Maybe it was because I made a few molehills into mountains today.

Maybe it was because I was thankful for family who continuously demonstrate the fruits of the spirit. And I know I should do the same.

Maybe it was because I felt overwhelmed with the humbling task of raising 3 children and not wanting to fail them. They each have such different needs and it's challenging to meet them all.

Or maybe it was because I had just read this poem posted by Luke's first teacher, and how my beautiful daughter is in this place right now.

WAKING UP FULL OF AWESOMENESS
There was a time when you were five years old, and you woke up full of awesome. You knew you were awesome. You loved yourself. You thought you were beautiful, even with missing teeth and messy hair and mismatched socks inside your grubby sneakers. You loved your body, and the things it could do. You thought you were strong. You knew you were smart. Do you still have it? The awesome.

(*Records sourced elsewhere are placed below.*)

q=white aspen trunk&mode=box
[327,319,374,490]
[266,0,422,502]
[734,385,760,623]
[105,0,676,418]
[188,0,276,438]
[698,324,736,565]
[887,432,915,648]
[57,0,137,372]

Did someone take it from you? Did you let them? Did you hand it over, because someone told you weren’t beautiful enough, thin enough, smart enough, good enough? Why would you listen to them? Did you consider they might not know what they're talking about?

You are a beloved child of God!

And then I remember that I too am a child of God and He will be there with me as I try again tomorrow to do better. My children know my love. I will teach them tomorrow about His love for them too.